Notes: GoLang - Maps vs Slices and Using Slice as buffer

Maps vs Slices

• In go maps are refernce oriented. If you pass a map to a function as argument, any changes to that map inside the function will reflect to original function as well.

package main

import (
	"fmt"
)

func main() {
	var testMap = make(map[string]string)
	testMap["lang"] = "go"
	fmt.Println("Before updating the map")
	fmt.Println("-------------")
	for key, val := range testMap {
		fmt.Println(key, val)
	}

	_ = updateMap(testMap)
	fmt.Println()
	fmt.Println("Before updating the map in another function")
	fmt.Println("-------------")
	for key, val := range testMap {
		fmt.Println(key, val)
	}
}

func updateMap(testMap map[string]string) map[string]string {
	testMap["type"] = "compiled"
	return testMap
}

• The main reason behind this is, in Go maps are implemented as pointer to structs
• In the runtime Go implements a struct based on the map.
  Ref: https://dave.cheney.net/2018/05/29/how-the-go-runtime-implements-maps-efficiently-without-generics
• Passing a map to function means that you are copying a pointer i.e address/reference of the map, so any changes to map will happen at the memory of the map.
• While designing APIs, having maps as input or return values is bad choice due to we dont what that map contained.
• As you pass the map and these are something similar to updated by reference, in any where of your code, if you update the map, there is no of knowing unless we inspect the code.
• So during the cases where map implementation needed, we can leverage struct, as to struct update will not have any thing like reference, so you must return the struct to know the changes

package main

import (
	"fmt"
)

type Student struct {
	name string
	num  int
}

func main() {

	s := Student{"student1", 111}
	fmt.Println(s.name)
	newName := "student2"
	
	// case 1 not caputering it
	_ = updateStudentName(newName, s)
	fmt.Println(s.name)
	
	// case 2 caputering it
	s = updateStudentName("Student3", s)
	fmt.Println(s.name)

}

func updateStudentName(newName string, s Student) Student {
	s.name = newName
	return s
}

• When it come to slices, they are updated by reference at one case and they are not yet another.
• To put it in simple words, under criteria of length and capacity, if you update a slice and its copy as long as it maintaines the same memory location pointer, both will get updated.
• but if some append operation which might change length of slice, then Go runtime will try to use existing slice capacity else create a new memory location and thats where the break will happen with orignial slice and new slice in terms of memory location.
• if go trying to use existing slice reserved capacity, then it will be a shared scenario.
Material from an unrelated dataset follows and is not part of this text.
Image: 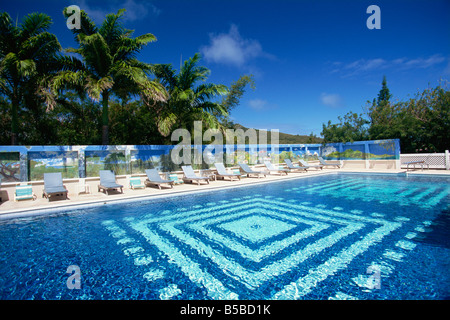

Slice1 and Slice2 will share what ever the data common and new data appended to slice2 will be hidden from slice1, and length of slice1 also will not change.

package main

import (
	"fmt"
)

func main() {

	slice1 := make([]int, 5, 5)
	slice1 = []int{1, 2, 3, 4, 5}
	fmt.Println(slice1)

	slice2 := slice1
	fmt.Println(slice2)

	// update by changing existing
	slice2[0] = 100
	fmt.Println(slice1)
	fmt.Println(slice2)

	// now do append
	slice2 = append(slice2, 101)
	fmt.Println(slice2)
	fmt.Println(slice1)
}

Slices As Buffers

• So as long as you replace data to slice, it size and length wont get change.
• so the memory location wont change
• every time old data processing completed, new data get placed into the same memory location.
• so garbage collection is only once and that is the end of the complete Read operation.
• to read from file, we create the famous byte buffer and every time read the chunk of byte from the sources
• then process it

data := make([]byte, 100)
count, err := file.Read(data)
// count is length of chunk that we read
// err returns if any